Racism in Contemporary Cuba Explored in Mattress Factory Exhibition, Cocurated by Pitt's Alejandro de la Fuente
Following a successful run in Havana, Cuba, the exhibition Queloides/Keloids: Race and Racism in Cuban Contemporary Art is making its way to The Mattress Factory, 500 Sampsonia Way, North Side.
Queloides is cocurated by Alejandro de la Fuente, a University Center for International Studies research professor of history and Latin American Studies, and Cuban artist Elio Rodríguez Valdés. The exhibition will open Oct. 15 and continue through Feb. 27 at the North Side contemporary installation-art museum. Cosponsored by Pitt’s Center for Latin American Studies (CLAS) within the University Center for International Studies (UCIS), the exhibition addresses the debate about the persistence of racism in contemporary Cuba and throughout the world.
While taking steps to eliminate inequality, the Cuban revolution suppressed discussions of race, claiming that discrimination had been forever eliminated from the island. After decades of being considered taboo, discussions about race and racism occur more openly in contemporary Cuba. In the early 1990s, artists, scholars, and writers in Cuba began to do the unthinkable: denounce the persistence of racial discrimination in Cuban socialist society.
“Queloides is the answer of a group of Cuban visual artists and intellectuals to these changing realities,” says de la Fuente. Artists such as the ones showcased in Queloides, he continued, “have tried to articulate an answer to the deteriorating racial situation in Cuba. It is the protest of a generation that grew up in a mostly egalitarian society and that then witnessed how that society collapsed in front of their eyes.
“Since its conception, the exhibition has been a product of collaboration between Cuban artists and intellectuals and American institutions, such as Pitt’s CLAS and the Mattress Factory museum,” adds de la Fuente. “We wanted to bring the exhibit to Pittsburgh because race and racism are not issues unique to Cuba. We hope people here will learn more about Cuba, but we also hope that Cuban artists get a chance to learn more about American society and culture.”
The exhibition displays the work of cocurator Valdés, whose work explores race, gender, nationalism, and globalization, in addition to 11 other artists renowned for their critical work on issues of race, discrimination, and identity.
The Queloides promotional materials help explain the meaning behind the exhibition’s name: “Keloids are wound-induced, pathological scars. Although any wound may result in keloids, many people in Cuba believe that the black skin is particularly susceptible to them. Thus the title evokes the persistence of racial stereotypes, on the one hand, and the traumatic process of dealing with racism, discrimination, and centuries of cultural conflict, on the other hand. Queloides/Keloids includes several art forms—paintings, photographs, installations, sculptures, videos—and offers novel ways to ridicule and to dismantle the so-called racial differences.”

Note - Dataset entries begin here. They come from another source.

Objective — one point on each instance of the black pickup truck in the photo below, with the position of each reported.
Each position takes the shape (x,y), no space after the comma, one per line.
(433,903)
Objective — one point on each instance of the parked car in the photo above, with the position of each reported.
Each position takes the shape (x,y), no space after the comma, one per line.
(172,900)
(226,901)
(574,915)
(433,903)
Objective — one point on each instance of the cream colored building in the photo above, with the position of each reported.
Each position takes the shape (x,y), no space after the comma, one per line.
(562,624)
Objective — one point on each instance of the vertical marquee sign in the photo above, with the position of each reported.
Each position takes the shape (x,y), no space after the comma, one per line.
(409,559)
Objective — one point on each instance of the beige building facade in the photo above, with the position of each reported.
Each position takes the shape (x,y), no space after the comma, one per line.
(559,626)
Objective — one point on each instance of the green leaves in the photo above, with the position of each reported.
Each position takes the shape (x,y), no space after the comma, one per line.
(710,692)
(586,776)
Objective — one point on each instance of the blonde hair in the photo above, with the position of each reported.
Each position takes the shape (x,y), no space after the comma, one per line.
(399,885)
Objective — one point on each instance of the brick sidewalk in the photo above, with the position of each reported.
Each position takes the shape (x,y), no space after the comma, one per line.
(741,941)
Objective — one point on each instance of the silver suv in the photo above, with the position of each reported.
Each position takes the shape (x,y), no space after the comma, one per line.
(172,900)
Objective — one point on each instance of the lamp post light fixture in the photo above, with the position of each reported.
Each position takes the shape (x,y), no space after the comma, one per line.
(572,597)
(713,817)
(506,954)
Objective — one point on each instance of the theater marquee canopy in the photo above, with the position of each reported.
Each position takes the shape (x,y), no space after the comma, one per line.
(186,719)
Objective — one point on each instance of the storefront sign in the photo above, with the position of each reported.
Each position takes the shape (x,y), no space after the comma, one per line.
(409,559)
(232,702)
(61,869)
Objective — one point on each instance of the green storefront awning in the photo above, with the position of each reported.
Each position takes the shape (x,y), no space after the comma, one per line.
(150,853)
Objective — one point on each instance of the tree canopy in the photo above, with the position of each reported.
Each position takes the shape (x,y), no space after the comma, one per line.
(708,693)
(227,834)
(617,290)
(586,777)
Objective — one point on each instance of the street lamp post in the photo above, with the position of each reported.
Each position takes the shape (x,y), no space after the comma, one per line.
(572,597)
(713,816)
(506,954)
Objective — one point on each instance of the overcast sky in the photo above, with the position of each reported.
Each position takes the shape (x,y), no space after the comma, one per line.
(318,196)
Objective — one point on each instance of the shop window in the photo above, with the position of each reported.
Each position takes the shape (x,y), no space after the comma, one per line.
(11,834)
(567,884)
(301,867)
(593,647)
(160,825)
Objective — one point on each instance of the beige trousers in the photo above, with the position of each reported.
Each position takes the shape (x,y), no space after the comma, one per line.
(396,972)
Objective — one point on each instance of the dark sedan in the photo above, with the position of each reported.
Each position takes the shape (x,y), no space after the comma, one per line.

Funders for the exhibition include the Christopher Reynolds Foundation, Inc., the Ford Foundation, the Lambent Foundation, the National Endowment for the Arts, the Pennsylvania Humanities Council, The Pittsburgh Foundation, and Pitt’s Central Research Development Fund, CLAS, UCIS, Humanities Center, World History Center, and the Dean of the School of Arts and Sciences.
On Oct. 14, Pitt will host a roundtable discussion with several of the artists featured in the exhibition. The artists will discuss their participation in Queloides as well as issues of race and culture in contemporary Cuba. The free public discussion will be held from noon to 2 p.m. in 4130 Posvar Hall.